The function y=2x (x+1) is an increasing function on (-1, +, if there is any clarity, we will discuss it

When x is not equal to 0, the right formula divides the top and bottom by x -1 to zero, when y is negative, and increases the positive number is the same In a word, the larger the denominator, the smaller the y.

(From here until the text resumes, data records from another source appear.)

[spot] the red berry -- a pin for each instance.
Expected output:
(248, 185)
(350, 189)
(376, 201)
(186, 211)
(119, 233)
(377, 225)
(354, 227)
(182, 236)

Derivative method]: When x > 1, y = 1-1 x >0, so y = x + x 1 of the parting modulus width is an increasing function on the infinity of 1 to the potato.

y1=x1+(1 x),y2=x2-(1 cavity liquid y2) x2> hunger cry x1 x1*x2> limb 1

y2-y1) (x2-x1)=1-1 (x1*x2)>0 hence the increase function.

In the process of making a difference, the main thing is to extract the common factor and obtain (x1-x2) (1-1 x1x2) to determine the Fushan Bi number.

Or it is to seek guidance and tease like celery.